Want to save money on your auto care? RelayRides blogger Trent Fletcher shares how to flush your car’s cooling system in today’s Frugal Car Owner.
We’ve covered a number of different ways to save money fixing your own ride, including changing your oil, rotating your tires, replacing a worn serpentine belt, and swapping out your dead battery. However, one of the vital components we’ve yet to tackle is your car’s cooling system. A radiator flush is a good way to help keep things running cool, but it can cost upwards of $120 on some vehicles at a shop. Fortunately, you can do the same job for literally a fraction of the price in your garage.
Tools You’ll Need
You’ll need some basic hand tools – likely either a Philips head screwdriver or an adjustable wrench, depending on which fastener your radiator uses. You’ll need a container to catch and dispose of the used coolant with, new coolant, and a funnel. Aside from that, it probably wouldn’t hurt to have a couple shop rags around in case of spillage, and if your car is especially low to the ground, you may need to lift it up in order to access the bottom of the radiator, which would require a jack and jack stands.
Drain The Radiator
Before you set out to drain your radiator, it is very important that you ensure that the car has not been driven for at least two hours. Coolant that’s still at operating temperature is very hot, and can burn you if it comes in contact with your skin. Provided the engine is sufficiently cool, it’s time to get to wrenchin’.

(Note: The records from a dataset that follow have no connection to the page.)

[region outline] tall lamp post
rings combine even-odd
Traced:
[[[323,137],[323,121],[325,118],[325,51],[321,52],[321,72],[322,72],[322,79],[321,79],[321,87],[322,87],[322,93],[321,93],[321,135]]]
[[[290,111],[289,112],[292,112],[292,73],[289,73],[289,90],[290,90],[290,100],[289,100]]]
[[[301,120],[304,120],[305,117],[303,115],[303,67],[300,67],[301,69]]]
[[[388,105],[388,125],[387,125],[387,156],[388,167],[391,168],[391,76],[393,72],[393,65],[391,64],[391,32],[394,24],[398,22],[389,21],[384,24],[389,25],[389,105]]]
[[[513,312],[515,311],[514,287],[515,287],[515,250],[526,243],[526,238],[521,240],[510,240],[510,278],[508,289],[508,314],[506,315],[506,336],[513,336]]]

Locate the drain valve at the bottom of your radiator. Your owner’s manual should indicate its exact location, or simply looking under the front of the car for a valve or bolt on the bottom of the radiator will probably reveal its location pretty quickly also. After ensuring that there’s enough clearance for your coolant-catching container to be positioned directly under the valve, unscrew that drain valve and let the contents of the radiator drain into your catch container.
Flush the Radiator
Close the drain valve again tightly, then move to the top of the radiator. Remove the radiator cap and check for signs of rust and general wear and tear. Now is a good time to check the large rubber radiator hoses (upper and lower) that are connected to the radiator as well – if any of these components shows signs of brittleness, corrosion, or are otherwise in generally dodgy condition, this is an ideal time to replace those parts. Assuming everything is copasetic, it’s time to flush the radiator.
After removing the cap, fill the radiator with water from a garden hose or several pitchers of water until the radiator is full to the top (where the cap attaches). Once you’ve done that, go back under the car, open the drain valve again, and flush that water back into your catch container. After all the water has drained from the radiator, close the drain valve one last time (tightly).
Add New Coolant
Now back at the top of the radiator, add a mixture of 50% new coolant and 50% water (preferably distilled) until it’s nearly to the top. Leave the radiator cap off, start the vehicle, and allow it to run until it gets to operating temperature. As the coolant heats up, it will expel trapped pockets of air from the cooling system, making room for more coolant. After the vehicle has been idling for 15 minutes or so, top off the coolant again and fasten the radiator cap to the radiator, ensuring it’s making a tight seal with the radiator.
That’s it – your cooling system flush has been completed! Be sure to properly dispose of the used coolant, as it can be harmful or fatal to animals (like pets). Also double check for leaks once you’ve removed the catch container to make sure everything has been tightened up properly. Happy frugal motoring!